Intuitively, it makes sense that stress impacts fertility in a negative way.
We know that unchecked stress can impact your thoughts, feelings, and behavior. We also know that stress can lead to many physical issues, including high blood pressure, heart disease, obesity, and diabetes. If you stress animals with over-crowding or limitations to food access, their fertility rates decrease. With more comfortable surroundings and access to food, they quickly begin to reproduce normally. Is there also a connection between fertility and stress in humans?
Stress And Infertility
The correlation between stress levels in women and the time women take to get pregnant was first documented in a study published by Courtney Lynch, PhD and her colleagues at Ohio State University. Her study demonstrated that women who had the highest levels of a stress-related hormone when they began to try getting pregnant were twice as likely to go on to experience infertility as women who had the lowest levels.
Even without knowing that decreased stress is linked with higher fertility rates, we know that infertility is, in itself, extremely stressful.

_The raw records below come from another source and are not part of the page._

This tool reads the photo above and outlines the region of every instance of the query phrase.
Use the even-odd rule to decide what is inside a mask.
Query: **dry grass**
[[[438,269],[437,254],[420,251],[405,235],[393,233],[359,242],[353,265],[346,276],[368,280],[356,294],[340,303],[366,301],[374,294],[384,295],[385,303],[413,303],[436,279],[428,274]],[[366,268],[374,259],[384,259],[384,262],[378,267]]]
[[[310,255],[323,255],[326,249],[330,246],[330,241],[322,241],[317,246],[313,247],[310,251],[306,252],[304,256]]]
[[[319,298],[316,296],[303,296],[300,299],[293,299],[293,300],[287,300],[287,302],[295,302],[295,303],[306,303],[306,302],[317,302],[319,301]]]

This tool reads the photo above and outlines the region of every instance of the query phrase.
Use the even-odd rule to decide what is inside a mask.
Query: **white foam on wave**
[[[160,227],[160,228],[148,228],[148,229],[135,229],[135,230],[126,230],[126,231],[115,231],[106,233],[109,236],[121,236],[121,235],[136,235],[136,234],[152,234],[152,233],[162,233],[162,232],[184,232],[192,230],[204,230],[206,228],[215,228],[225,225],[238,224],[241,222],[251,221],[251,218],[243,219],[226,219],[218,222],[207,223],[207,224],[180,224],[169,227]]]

Women who are experiencing infertility report the same levels of anxiety and depression as do women with cancer, HIV+ status, or heart disease.
Infertility Is Hard
Dealing with infertility is truly difficult. In many cases, the infertile couple is surrounded by fertile family and friends. Even the company or sight of children can trigger feelings of jealousy, anger, or sadness. Doctor appointments may lead to frequent work absences, stressful in itself, but even more so if there is discomfort stating the reason for the work absence or if made-up excuses are necessary. Even an infertile couple’s sex life can become a source of stress, as they begin to associate sex with failure. Treatment costs often add exponentially to these other stresses, so it should come as no surprise that most individuals experiencing infertility feel irritable and sad.
Why Learn Coping Skills?
Skills for coping with stress are useful for increasing both fertility success and overall quality of life. Coping skills decrease feelings of sadness and anxiety. They also decrease the odds of dropping out of treatment. Women who are depressed before they start infertility treatment are far more likely to drop out of treatment after only one cycle, thus limiting their chances of getting pregnant. Numerous studies show, however, that women who learn specific stress-reduction skills risk less anxiety and depression and have significantly higher pregnancy rates.
How To Manage Stress
Increasing a sense of control is often helpful in decreasing stress level. Some suggestions to regain a sense of control in your life include:
A Mind/Body Group: Research shows that women who attend a Mind/Body group not only see their level of depression and anxiety return to normal, but also double their chance of pregnancy. Mind/Body groups work by combining social support with specific stress-reduction training.
Therapy: If you are unable to find a local Mind/Body group, consider seeing a therapist who specializes in infertility counseling, and ask to learn the skills taught in Mind/Body groups.
Social Support: Infertility can be isolating, especially if you don’t share what you’re going through. Connecting with other women in the same situation is invaluable.
Dealing With Friends & Family
Each individual has his/her own unique response to stress, and you may notice that you and your partner respond differently to the same trigger. This is natural and normal. You are each coping in your own way. Support one another through the stress of infertility by respecting each other’s coping style.
Dealing with loved ones outside your primary relationship can be even more difficult, especially if they have not experienced infertility. Friends may have positive intentions, but their attempts to support you can sometimes feel hurtful.
Maintain Perspective, When Possible
Infertility is not a permanent crisis. Keep this in mind. Although infertility is emotionally painful, it will not have a permanent negative impact on the quality of your life. Most people who receive treatment do ultimately conceive, and if not, there are many ways to create a family.